Dr. Gebrehiwot Ageba, Program Director at Ethiopian Development Research Institute stressed that in order to achieve structural transformation, Ethiopia must work on the production and consumption of sustainable, inclusive and equitable energy. The exploitation of energy potential in the country is not proportional to the GTP II plan and the massive public investments.
"There are several Industrial Parks, Integrated Agro-Processing enterprises and rural transformation centers that have been constructed or are under construction. And then, there is also electricity powered rail transport so on and so forth," Gebrehiwot said, during the launching of the 2017 UNCTADs Least Developed Countries Energy Report.
He then reminded that electric coverage in the country still low and stands at 25 percent. While the distribution is higher in urban areas, it is much lower in rural areas which are nearly 10 percent of the national coverage.
"Consequently, inclusive transformation cannot be materialized as the energy distribution mostly excludes large section of the Ethiopian rural population, which is close to 75 percent," he says. Hence, energy transformation should prioritize the rural area to bring holistic transformation.
The country also has ambitious National Electrification Program (NEP) which was officially launched last week. The government has already secured some 400 million USD for the program from the World Bank.
"It is very ambitious. NEP is basically trying to achieve 100 percent electrification by 2025, five years earlier than the end of Sustainable Development Goals. But to achieve this goal, there are some issues that need to be addressed," he indicated.
Firstly, there is a need for diversification of the sources of energy as the current figures show that there is extreme (96 percent) dependence on the hydro energy. There are huge opportunities for diversification to other sources of renewable energy. The country has huge potential for wind, solar and geothermal energy, most of which remain unexploited.
According Gebrehiwot, these renewable energy sources offer opportunities for Ethiopia to power its growing industries to achieve structural transformation and generate foreign exchange from the export of clean energy.
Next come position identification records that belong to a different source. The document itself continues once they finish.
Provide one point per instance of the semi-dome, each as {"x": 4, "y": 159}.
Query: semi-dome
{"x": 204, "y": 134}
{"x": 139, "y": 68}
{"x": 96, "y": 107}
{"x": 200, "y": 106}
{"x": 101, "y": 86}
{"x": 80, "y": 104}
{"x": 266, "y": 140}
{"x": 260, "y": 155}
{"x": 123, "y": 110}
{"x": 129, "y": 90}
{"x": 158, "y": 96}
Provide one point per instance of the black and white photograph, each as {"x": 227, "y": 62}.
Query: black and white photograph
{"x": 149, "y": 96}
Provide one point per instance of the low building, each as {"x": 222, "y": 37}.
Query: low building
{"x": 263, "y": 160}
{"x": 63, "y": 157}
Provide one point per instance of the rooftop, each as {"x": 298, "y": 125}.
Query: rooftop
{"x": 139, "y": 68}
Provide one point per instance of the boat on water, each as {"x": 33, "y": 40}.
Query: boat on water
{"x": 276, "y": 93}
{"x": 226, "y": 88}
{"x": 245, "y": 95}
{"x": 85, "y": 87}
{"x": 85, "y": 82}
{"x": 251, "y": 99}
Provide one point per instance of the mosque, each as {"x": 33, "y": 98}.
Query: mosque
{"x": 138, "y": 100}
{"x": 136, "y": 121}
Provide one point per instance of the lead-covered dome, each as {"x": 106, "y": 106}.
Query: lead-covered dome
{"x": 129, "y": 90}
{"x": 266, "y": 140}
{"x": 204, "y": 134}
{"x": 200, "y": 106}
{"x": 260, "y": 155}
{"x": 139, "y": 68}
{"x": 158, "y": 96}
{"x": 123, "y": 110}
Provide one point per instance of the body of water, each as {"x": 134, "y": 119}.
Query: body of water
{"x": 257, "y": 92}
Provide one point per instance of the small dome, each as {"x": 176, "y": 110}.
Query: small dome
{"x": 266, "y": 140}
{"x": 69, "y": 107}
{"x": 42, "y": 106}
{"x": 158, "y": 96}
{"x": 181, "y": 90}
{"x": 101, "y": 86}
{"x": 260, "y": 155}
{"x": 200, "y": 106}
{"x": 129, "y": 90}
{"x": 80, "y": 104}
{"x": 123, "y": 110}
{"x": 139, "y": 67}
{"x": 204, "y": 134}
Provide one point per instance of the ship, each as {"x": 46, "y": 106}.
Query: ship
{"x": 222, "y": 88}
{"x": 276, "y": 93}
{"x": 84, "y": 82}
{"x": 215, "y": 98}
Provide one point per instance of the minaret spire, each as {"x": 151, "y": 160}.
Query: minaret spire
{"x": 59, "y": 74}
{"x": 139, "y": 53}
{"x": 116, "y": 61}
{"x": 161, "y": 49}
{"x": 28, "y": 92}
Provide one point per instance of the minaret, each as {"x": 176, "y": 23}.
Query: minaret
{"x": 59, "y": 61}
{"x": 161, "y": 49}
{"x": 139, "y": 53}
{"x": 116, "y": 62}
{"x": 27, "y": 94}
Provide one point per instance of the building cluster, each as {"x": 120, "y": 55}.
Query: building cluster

It is also additional input to achieve green economic development.
But, this ambitious goal requires huge investment. The domestic financing capacity is limited and this makes the need for foreign financing inevitable. There is a need to work extensively to attract Foreign Direct Investment (FDI) in power generation. But there are certain conditions that should be met to do so.
Typically foreign investors demand guaranteed market through the so called power packet agreement through which they require the government to pay all the energies that they generate, no matter what risk it has. In a way, they try to shift the risk to the public sector and this is not an easy condition.
Then again they insist to have an agreed tariff, typically in foreign currency. This could also be another strong condition. This means, naturally, the money or the profit that they generate domestically has to be repatriated.
Dr. Geberehiwot also discussed about access to clean energy for productive purposes and its affordability, especially in rural areas. A genuine structural transformation would require transforming the agriculture sector and the rural society.
Subsequently, rural energy access becomes crucial in that respect. But, given the size of the country and the topography, it is costly to reach remote areas especially if it is to be achieved through grid expansion. And the increasing cost would obviously have its own impact on the tariffs.
He also discussed the possibility of decentralized power generation in the alternatives such as off-grid, micro-grid, mini-grid and standalone sources of power. "But there are also issues that arise from this. One obviously is who bears the initial cost of investment. Is it through public fund or donors? In addition, the theoretical options also include private investment as business or public private partnership," he underscored.
Prime Minister Haile Mariam Desalegn officially launched the NEP, the government's action plan for achieving universal electricity access nationwide by 2025. "Of course, it is an ambitious plan and seems unfeasible" Dr. Engineer Sileshi Bekele, Minister of Water, Irrigation and Electricity told the media on the occasion.
"But that does not mean it is impossible. We are Ethiopians and can do what we believe we can do. Take for instance the Grand Ethiopian Renaissance Dam. Nobody expected that it would go this far. So, we have prepared implementation road map which will benefit about 4. 5 and seven million people through grid and off-grid respectively, unprecedented in the past."
He also said that there are also improvements in engaging the private sector. A case in point he mentioned is 100 megawatt project to generate electric power from wind. Rigorous discussions have been made to address the problems of the investors and attract investment to the energy sector.